(TND) — President Joe Biden’s proposals for Supreme Court reform could be as much a political play and a move for legacy as an effort to restore public confidence in the justices.
Biden said Monday that he wants Congress to institute term limits for Supreme Court justices and pass a constitutional amendment establishing that the president is not immune from criminal prosecution.
The amendment would be a direct reaction to the court’s recent ruling that found former President Donald Trump and other presidents are afforded presumptive immunity from prosecution for all official acts.
He also wants to see a new, binding code of conduct for the Supreme Court.
The justices adopted their own code of ethics in the face of criticism last fall. But Biden said that’s “weak and self-enforced.”
The president wants to require justices to disclose gifts and refrain from public political activity and recuse themselves from cases in which they or their spouses have financial or other conflicts of interest.
“This nation was founded on a simple yet profound principle: No one is above the law. Not the president of the United States. Not a justice on the Supreme Court of the United States. No one,” Biden wrote in a Washington Post opinion article.
The high court’s reputation has taken a hit recently, and Biden said his proposals would “restore trust and accountability.”
Democrats accuse the conservative bench – six of nine justices were Republican nominees – of allowing politics to influence big decisions, such as the 2022 ruling that overturned Roe v. Wade and the fundamental right to abortion.
And then there have been reports of undisclosed trips and gifts from wealthy benefactors to some justices.
Peter Loge, the director of the School of Media and Public Affairs at George Washington University, said the “noncynical” reason Biden proposed the reforms was because he thinks they are the right thing for the American people.
But could they be seen as sour grapes over court decisions that haven’t gone the way Democrats want?
“Obviously, that's the Republican narrative,” said Oklahoma State University politics professor Seth McKee.
Speaker Mike Johnson dismissed Biden’s proposals as a politically motivated grudge against the court.
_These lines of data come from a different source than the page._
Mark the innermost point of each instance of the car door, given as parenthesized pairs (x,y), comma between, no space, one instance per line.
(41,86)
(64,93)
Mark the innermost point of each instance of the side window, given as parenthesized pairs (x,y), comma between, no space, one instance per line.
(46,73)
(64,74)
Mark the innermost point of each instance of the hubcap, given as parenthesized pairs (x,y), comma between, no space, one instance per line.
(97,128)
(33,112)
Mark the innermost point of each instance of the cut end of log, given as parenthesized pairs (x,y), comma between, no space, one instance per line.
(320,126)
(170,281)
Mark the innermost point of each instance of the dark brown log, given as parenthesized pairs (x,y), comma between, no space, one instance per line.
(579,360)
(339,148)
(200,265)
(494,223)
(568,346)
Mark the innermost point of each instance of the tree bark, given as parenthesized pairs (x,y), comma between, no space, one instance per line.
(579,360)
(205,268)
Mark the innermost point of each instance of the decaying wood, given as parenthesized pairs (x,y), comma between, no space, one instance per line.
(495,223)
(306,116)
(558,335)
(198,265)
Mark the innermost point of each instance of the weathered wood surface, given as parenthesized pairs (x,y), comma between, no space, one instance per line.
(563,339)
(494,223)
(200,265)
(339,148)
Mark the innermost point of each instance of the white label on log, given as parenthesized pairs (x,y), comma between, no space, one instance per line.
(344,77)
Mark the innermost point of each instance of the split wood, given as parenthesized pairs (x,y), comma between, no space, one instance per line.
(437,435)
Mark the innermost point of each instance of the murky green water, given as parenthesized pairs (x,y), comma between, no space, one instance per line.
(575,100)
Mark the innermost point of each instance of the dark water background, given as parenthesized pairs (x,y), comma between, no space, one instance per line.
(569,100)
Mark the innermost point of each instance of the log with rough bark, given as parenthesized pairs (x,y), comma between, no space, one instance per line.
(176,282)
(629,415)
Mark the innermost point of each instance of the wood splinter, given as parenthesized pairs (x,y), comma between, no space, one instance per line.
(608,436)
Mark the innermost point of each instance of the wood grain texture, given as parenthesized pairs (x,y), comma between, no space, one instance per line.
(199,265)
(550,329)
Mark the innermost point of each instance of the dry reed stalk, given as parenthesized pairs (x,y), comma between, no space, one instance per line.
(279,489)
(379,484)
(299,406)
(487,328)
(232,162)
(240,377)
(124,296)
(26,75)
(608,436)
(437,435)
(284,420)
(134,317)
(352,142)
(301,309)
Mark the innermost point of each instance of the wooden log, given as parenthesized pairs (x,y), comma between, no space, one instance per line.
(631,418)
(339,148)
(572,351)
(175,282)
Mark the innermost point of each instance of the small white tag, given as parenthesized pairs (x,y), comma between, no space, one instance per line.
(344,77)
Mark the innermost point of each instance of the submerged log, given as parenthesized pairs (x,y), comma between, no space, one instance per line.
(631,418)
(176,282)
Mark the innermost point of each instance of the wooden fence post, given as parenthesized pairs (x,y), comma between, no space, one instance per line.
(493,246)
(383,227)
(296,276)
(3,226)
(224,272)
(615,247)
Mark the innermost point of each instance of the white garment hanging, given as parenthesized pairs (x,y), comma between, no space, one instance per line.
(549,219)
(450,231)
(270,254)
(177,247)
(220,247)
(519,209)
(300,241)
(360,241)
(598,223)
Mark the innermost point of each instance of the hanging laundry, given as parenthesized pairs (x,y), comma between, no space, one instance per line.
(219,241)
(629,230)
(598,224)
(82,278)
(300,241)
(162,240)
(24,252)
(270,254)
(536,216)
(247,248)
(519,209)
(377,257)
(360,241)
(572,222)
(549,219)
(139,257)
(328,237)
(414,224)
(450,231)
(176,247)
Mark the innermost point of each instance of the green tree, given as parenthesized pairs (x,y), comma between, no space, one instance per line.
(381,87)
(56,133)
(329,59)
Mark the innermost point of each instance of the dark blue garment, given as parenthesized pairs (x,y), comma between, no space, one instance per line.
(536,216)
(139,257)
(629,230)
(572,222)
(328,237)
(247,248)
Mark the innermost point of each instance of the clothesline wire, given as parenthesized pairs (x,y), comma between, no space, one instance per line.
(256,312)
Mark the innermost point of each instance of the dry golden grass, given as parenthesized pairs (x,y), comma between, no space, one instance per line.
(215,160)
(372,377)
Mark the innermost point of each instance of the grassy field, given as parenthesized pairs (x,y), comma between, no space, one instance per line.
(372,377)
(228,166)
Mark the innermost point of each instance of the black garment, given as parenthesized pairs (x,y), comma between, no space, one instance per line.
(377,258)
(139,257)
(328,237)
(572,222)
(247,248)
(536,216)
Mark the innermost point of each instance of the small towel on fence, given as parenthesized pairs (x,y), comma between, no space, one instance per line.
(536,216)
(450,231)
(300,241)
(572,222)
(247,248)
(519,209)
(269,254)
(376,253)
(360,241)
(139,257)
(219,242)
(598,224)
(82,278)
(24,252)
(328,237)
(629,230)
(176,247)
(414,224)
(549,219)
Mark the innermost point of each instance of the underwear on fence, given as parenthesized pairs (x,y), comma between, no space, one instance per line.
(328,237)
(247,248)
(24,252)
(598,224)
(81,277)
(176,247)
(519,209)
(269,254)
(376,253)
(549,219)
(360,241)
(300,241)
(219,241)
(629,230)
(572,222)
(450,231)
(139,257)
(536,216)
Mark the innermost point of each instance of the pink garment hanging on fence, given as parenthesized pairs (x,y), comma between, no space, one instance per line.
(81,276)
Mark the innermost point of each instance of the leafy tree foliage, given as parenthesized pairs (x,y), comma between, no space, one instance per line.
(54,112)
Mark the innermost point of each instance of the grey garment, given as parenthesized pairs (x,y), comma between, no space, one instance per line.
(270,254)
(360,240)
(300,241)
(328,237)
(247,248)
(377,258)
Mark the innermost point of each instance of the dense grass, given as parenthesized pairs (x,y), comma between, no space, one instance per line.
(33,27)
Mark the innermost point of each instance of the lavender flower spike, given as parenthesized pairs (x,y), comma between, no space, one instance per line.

“It is telling that Democrats want to change the system that has guided our nation since its founding simply because they disagree with some of the Court’s recent decisions,” Johnson said on social media. “This dangerous gambit of the Biden-Harris Administration is dead on arrival in the House.”
McKee called the proposals “smart politics,” giving the new presumptive Democratic nominee, Vice President Kamala Harris, new talking points that she can fold into the abortion issue on the campaign trail.
And McKee said the criticism of the court is warranted.
“They truly are undermining the confidence of the institution,” he said of the justices.
The Pew Research Center said last summer that the share of Americans with a favorable opinion of the Supreme Court had declined to its lowest point in surveys going back over 35 years.
And Gallup found that both approval and trust in the Supreme Court are near historic lows.
Biden said the U.S. is the only major constitutional democracy that gives lifetime seats to its high court justices. He wants to see presidents appoint a justice every two years to spend 18 years in active service.
A poll from a couple of years ago by The Associated Press and NORC Center for Public Affairs Research found that over two-thirds of Americans support Supreme Court term limits.
Loge said legislation takes a long time, sometimes years and multiple congresses, before becoming law.
While Biden’s reforms aren’t likely to go anywhere before he leaves office, Loge said the ideas could take root and lead to “a more meaningful conversation” in Congress down the road.
“The Supreme Court's approval rating has absolutely plummeted. So, it wouldn't be necessarily heroic to pluck off a few Republicans” and pull off a floor vote on the Supreme Court reforms using a legislative maneuver called a discharge petition, McKee said.
But that’s far from actual passage for any of the proposals.
“And we're in campaign mode right now,” McKee said. “So, who's going to spend a lot of time doing that when they're trying to get reelected?”
Loge said the proposals set up another way for Harris and the Democrats to make a contrast with Republicans this election.
“Democrats want to make the point that the U.S. Supreme Court is acting in ways that restrict individual rights, specifically women's access to abortion, and those actions were taken by unelected conservative judges,” Loge said.
And he said it could force Republicans to spend time defending the actions of the conservative justices as opposed to talking about the issues that are more likely to resonate with GOP voters.
“The Republicans would rather be talking about immigration and inflation than defending, you know, private trips and sweetheart loans,” Loge said.